Farah Ahmad.jpg Farah’s role is to design original content for Bold’s client brands on web, mobile, print and social media platforms. She is interested in animation, illustration and painting. One day she’d love to illustrate a children’s book.

We caught up with Farah to discover how she got to where she is today and to find out what advice she would give to young people who want to work in this field.

What does a day in the life of an illustrator & creative look like?

A day in the life of an illustrator & creative in my company usually starts with an assessment of what tasks are ahead for the week. Every week can be different. One week I will be working on an animation, the next I’ll be making hand-drawn typeface for posters.

In a creative agency, a creative gets to apply art to a whole range of formats.

Did volunteering or work experience play a part in getting you to where you are today?

Absolutely! It’s a given in many creative jobs that you need to do work experience first. I interned at two places: once during my summer while I was still at university for BBC Scotland and the other when I first moved to London. I interned at my current company and soon after I was hired on a permanent basis.

What advice would you give to any aspiring young people who want to work in this field?

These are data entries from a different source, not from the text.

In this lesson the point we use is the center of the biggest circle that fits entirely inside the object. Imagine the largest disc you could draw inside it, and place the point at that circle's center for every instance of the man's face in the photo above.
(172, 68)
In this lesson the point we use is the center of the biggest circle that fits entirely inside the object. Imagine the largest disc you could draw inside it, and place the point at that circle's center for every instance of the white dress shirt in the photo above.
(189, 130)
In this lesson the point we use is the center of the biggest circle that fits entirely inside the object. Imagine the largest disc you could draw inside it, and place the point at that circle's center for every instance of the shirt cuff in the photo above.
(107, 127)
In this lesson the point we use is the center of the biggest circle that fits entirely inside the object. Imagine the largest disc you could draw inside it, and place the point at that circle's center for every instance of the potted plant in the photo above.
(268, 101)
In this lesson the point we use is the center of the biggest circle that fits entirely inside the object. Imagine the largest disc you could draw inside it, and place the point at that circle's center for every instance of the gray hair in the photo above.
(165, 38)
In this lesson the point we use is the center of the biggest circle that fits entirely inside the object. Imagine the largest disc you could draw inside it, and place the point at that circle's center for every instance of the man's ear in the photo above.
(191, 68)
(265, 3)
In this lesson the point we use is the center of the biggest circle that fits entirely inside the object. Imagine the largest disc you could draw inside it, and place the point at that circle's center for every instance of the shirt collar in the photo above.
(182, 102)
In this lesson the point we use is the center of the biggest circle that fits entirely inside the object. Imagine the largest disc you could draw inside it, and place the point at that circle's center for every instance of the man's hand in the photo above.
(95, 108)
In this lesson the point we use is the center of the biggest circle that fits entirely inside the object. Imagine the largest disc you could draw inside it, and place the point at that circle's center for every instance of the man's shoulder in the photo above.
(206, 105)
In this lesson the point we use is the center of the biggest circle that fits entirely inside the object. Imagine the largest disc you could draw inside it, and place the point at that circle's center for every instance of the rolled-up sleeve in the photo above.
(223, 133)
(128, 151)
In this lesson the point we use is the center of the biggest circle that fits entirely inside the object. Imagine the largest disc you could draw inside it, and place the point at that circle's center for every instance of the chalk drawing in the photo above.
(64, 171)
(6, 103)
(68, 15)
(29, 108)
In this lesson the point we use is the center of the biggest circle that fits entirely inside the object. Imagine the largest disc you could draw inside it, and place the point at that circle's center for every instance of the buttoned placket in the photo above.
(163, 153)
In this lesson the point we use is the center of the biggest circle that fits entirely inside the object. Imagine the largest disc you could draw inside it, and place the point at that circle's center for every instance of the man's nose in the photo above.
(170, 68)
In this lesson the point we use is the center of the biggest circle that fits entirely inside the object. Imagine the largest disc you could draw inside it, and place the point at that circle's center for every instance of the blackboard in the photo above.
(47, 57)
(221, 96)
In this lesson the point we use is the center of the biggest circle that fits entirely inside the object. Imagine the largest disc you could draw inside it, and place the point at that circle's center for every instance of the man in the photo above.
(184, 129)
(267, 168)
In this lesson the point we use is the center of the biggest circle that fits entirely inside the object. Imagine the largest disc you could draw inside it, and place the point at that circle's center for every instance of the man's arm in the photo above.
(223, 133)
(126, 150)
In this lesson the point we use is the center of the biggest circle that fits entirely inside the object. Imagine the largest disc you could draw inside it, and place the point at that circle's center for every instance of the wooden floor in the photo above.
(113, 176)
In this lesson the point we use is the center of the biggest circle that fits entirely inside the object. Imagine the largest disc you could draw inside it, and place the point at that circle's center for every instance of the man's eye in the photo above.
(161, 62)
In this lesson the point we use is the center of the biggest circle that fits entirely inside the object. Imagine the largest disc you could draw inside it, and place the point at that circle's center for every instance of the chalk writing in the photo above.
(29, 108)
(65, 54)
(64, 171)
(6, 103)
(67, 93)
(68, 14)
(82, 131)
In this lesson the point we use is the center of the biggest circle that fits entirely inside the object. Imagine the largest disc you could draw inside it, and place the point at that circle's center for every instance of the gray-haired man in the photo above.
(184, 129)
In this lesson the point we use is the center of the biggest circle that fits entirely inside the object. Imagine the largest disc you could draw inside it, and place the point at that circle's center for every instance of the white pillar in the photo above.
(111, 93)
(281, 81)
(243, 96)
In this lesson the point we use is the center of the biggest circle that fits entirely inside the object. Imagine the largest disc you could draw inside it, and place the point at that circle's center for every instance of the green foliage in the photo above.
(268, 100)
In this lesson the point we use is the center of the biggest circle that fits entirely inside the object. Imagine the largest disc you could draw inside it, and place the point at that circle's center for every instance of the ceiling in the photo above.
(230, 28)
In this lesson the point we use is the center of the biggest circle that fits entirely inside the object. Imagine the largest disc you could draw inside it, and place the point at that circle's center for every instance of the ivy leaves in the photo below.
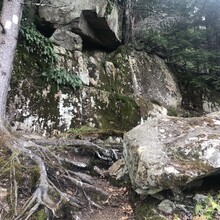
(42, 48)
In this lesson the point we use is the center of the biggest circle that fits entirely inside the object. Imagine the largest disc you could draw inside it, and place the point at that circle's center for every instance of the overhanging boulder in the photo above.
(96, 21)
(173, 153)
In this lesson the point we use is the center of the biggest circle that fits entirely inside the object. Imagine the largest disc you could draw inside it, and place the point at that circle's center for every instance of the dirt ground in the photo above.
(116, 207)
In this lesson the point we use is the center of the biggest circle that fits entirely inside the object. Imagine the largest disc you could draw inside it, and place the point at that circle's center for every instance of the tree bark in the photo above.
(10, 18)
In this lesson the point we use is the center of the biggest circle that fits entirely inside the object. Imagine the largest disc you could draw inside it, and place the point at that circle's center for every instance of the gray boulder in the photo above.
(67, 40)
(172, 153)
(96, 21)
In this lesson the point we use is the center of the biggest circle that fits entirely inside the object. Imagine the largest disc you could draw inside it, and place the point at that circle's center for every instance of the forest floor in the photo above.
(116, 207)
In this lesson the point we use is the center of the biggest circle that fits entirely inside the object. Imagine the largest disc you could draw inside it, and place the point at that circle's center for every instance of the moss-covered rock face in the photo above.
(117, 92)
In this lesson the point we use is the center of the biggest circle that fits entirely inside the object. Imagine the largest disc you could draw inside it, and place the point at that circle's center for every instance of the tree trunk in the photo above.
(10, 19)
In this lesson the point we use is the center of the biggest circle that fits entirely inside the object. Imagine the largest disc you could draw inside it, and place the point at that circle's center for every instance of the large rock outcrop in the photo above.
(97, 22)
(173, 153)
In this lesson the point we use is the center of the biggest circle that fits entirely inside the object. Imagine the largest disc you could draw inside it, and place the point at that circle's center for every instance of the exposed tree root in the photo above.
(58, 179)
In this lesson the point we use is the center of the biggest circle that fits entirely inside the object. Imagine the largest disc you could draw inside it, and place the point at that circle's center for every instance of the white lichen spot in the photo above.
(15, 19)
(92, 101)
(171, 170)
(8, 25)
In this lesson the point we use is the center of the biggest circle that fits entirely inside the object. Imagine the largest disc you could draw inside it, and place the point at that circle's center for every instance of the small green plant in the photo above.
(63, 78)
(208, 208)
(35, 43)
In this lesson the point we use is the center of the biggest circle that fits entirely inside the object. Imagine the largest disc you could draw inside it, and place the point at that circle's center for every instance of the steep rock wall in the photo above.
(117, 92)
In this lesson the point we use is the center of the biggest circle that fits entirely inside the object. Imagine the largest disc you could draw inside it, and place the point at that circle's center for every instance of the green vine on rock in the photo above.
(63, 78)
(42, 49)
(35, 43)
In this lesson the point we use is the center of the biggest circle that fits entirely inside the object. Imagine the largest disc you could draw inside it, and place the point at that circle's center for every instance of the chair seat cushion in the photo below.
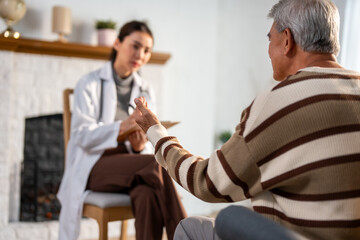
(105, 200)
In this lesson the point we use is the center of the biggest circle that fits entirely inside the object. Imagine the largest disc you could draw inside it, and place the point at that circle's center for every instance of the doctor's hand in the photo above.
(137, 140)
(127, 124)
(143, 116)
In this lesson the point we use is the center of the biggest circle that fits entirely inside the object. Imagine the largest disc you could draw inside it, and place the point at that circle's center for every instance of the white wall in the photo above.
(219, 56)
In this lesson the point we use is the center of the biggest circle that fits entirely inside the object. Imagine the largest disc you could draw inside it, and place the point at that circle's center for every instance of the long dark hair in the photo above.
(127, 29)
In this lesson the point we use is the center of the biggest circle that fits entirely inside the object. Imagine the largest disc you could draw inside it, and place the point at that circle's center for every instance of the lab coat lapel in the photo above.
(109, 94)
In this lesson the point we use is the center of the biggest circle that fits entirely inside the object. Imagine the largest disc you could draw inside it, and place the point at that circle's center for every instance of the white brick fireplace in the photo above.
(31, 85)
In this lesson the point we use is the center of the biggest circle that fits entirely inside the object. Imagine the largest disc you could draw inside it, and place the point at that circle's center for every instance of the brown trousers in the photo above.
(155, 202)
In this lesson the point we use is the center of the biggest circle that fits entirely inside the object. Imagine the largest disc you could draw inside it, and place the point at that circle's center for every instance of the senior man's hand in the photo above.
(143, 116)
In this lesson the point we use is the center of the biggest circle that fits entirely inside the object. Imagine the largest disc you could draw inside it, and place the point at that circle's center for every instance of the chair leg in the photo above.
(123, 231)
(103, 235)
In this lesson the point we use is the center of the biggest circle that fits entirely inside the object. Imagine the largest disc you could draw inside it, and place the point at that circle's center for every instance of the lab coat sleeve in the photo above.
(86, 131)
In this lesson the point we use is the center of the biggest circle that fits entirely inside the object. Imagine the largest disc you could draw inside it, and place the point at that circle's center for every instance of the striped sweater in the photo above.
(295, 154)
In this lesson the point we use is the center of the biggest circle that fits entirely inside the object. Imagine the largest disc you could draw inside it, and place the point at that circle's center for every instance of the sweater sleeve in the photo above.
(228, 175)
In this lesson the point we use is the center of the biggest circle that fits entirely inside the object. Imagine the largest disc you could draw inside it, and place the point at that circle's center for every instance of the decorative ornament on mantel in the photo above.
(12, 11)
(61, 22)
(106, 33)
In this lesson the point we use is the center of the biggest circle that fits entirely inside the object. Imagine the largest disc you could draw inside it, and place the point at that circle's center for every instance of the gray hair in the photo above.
(313, 23)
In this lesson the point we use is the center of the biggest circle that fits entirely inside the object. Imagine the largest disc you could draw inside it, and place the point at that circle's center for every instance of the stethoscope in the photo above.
(131, 107)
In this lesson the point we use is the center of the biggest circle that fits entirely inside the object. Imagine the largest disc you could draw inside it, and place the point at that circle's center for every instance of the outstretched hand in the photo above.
(144, 117)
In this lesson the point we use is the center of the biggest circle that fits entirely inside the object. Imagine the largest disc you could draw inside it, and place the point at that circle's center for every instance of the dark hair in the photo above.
(127, 29)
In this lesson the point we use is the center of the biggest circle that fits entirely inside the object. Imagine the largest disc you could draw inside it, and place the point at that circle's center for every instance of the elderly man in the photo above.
(296, 150)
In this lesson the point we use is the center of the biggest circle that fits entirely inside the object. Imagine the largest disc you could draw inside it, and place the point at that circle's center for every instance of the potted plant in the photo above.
(106, 32)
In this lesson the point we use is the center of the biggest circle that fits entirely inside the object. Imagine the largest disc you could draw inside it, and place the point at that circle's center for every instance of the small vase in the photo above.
(106, 37)
(12, 11)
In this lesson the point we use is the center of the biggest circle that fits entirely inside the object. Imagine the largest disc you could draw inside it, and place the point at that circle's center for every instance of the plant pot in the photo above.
(106, 37)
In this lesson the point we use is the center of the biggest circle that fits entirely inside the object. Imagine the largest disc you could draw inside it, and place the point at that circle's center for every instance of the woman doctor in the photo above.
(96, 161)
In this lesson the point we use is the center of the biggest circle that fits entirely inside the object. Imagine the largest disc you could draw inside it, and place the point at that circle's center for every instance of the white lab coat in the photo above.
(89, 137)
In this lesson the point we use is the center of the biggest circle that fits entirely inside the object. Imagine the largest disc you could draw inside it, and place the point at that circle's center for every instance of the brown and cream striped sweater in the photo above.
(295, 153)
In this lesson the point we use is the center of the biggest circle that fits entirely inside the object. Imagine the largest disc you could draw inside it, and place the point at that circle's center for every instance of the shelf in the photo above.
(24, 45)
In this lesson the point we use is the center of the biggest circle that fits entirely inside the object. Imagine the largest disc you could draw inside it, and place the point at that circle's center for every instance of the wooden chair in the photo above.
(103, 207)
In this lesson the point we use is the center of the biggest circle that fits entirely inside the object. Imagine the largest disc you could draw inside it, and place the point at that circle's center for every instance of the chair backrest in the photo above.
(67, 115)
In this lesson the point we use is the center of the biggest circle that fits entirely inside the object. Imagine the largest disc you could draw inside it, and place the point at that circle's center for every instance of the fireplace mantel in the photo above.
(67, 49)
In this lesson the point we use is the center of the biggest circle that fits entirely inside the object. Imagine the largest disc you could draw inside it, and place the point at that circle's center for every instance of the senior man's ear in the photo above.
(288, 41)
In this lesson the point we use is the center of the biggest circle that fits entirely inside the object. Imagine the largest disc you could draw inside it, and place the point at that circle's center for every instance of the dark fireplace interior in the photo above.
(42, 168)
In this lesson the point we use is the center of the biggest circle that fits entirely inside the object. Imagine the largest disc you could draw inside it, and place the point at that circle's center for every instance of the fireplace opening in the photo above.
(42, 168)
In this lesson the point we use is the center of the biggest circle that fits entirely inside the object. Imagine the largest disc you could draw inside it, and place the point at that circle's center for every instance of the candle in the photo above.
(61, 21)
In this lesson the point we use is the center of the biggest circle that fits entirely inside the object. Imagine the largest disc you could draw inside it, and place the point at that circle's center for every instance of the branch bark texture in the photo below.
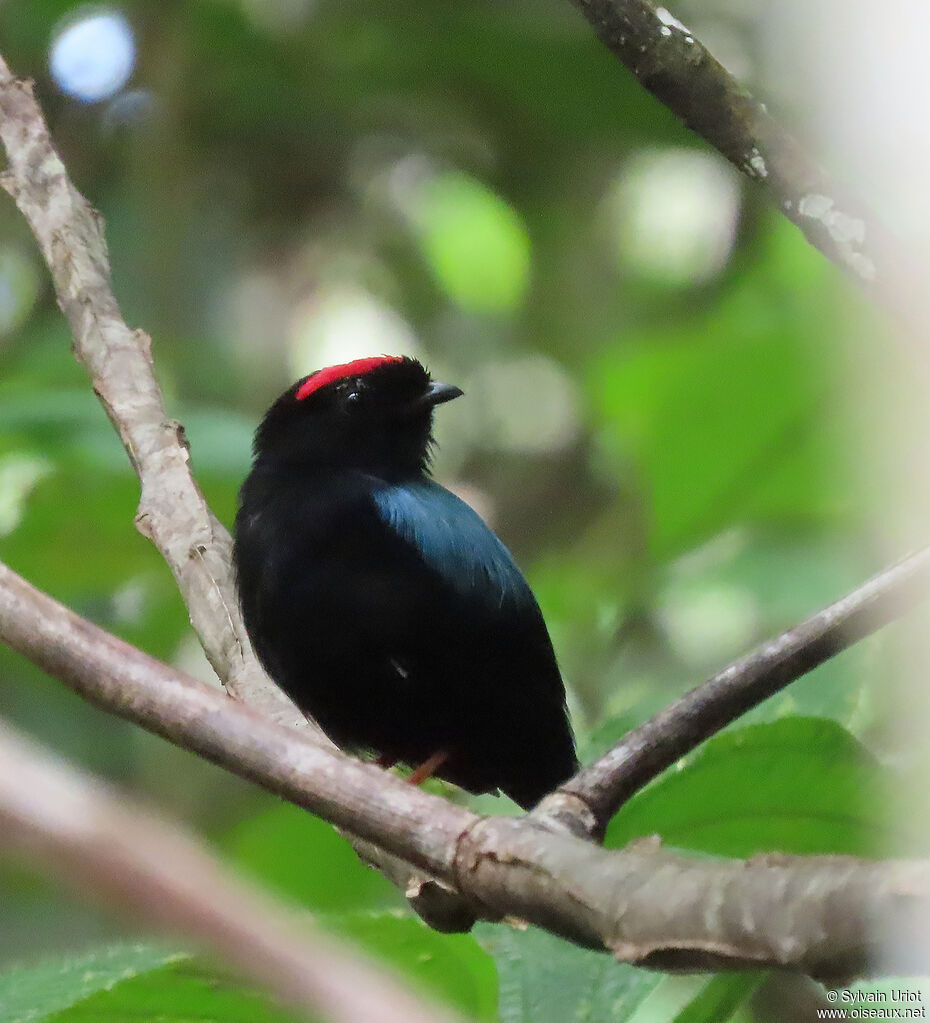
(172, 512)
(92, 839)
(670, 62)
(825, 916)
(603, 787)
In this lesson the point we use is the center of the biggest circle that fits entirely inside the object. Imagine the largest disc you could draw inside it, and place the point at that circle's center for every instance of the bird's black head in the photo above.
(374, 415)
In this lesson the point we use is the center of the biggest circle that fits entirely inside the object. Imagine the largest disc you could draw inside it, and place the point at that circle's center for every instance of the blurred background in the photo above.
(656, 366)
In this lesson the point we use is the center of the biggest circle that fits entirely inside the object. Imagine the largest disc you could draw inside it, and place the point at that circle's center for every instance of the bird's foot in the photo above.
(428, 767)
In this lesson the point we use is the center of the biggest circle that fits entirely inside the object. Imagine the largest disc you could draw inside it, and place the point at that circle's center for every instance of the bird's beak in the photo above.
(435, 394)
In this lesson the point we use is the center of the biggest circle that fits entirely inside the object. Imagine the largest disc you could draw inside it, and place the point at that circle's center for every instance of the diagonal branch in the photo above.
(172, 510)
(826, 916)
(641, 754)
(669, 61)
(101, 846)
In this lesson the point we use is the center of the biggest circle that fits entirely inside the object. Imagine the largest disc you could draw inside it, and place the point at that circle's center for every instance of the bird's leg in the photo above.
(428, 767)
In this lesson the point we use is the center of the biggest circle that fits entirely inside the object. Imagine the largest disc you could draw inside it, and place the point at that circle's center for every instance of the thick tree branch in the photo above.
(604, 786)
(668, 60)
(826, 916)
(101, 846)
(645, 905)
(172, 510)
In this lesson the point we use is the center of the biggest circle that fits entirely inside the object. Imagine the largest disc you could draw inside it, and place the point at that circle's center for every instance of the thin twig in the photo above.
(671, 62)
(172, 510)
(641, 754)
(826, 916)
(84, 833)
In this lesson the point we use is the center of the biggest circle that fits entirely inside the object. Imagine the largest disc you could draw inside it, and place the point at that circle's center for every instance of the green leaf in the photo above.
(37, 992)
(132, 982)
(474, 242)
(720, 997)
(797, 786)
(452, 968)
(543, 979)
(180, 992)
(306, 858)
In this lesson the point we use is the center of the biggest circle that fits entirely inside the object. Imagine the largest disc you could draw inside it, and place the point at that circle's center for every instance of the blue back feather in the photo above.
(454, 541)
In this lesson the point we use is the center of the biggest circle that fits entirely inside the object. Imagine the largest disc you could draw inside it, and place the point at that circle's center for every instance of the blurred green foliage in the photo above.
(286, 183)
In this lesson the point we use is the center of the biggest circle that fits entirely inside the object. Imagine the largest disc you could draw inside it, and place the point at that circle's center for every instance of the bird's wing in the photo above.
(452, 539)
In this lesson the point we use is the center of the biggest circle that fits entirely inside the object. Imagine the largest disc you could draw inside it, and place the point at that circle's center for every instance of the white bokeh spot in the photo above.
(92, 56)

My advice would be to let you passion shine through. That’s the most important thing. And be nice! There’s no need to climb over other people to get to where you want to be. Support each other. The industry is surprisingly small and you never know who’ll you meet again. Good luck!

Who inspires you and why?

I’m inspired by an artist named Lilli Carre. She, like me, experiments with many different art forms. I find everything she touches inspiring. Her animation work and drawing style always make me want to be a better artist. Oh and David Shrigley because his work is so humorous and witty.

What are your favourite and least favourite things about the job?

My favourite things about my job are creating, crafting, designing and making artwork. My least favourite thing is when I have to put my pens down and put on a producing hat. This means scheduling my time, as well as other freelancers’ time, and managing projects to stay within budget. But all in all it gives me a great experience and I’m lucky to say I love what I do.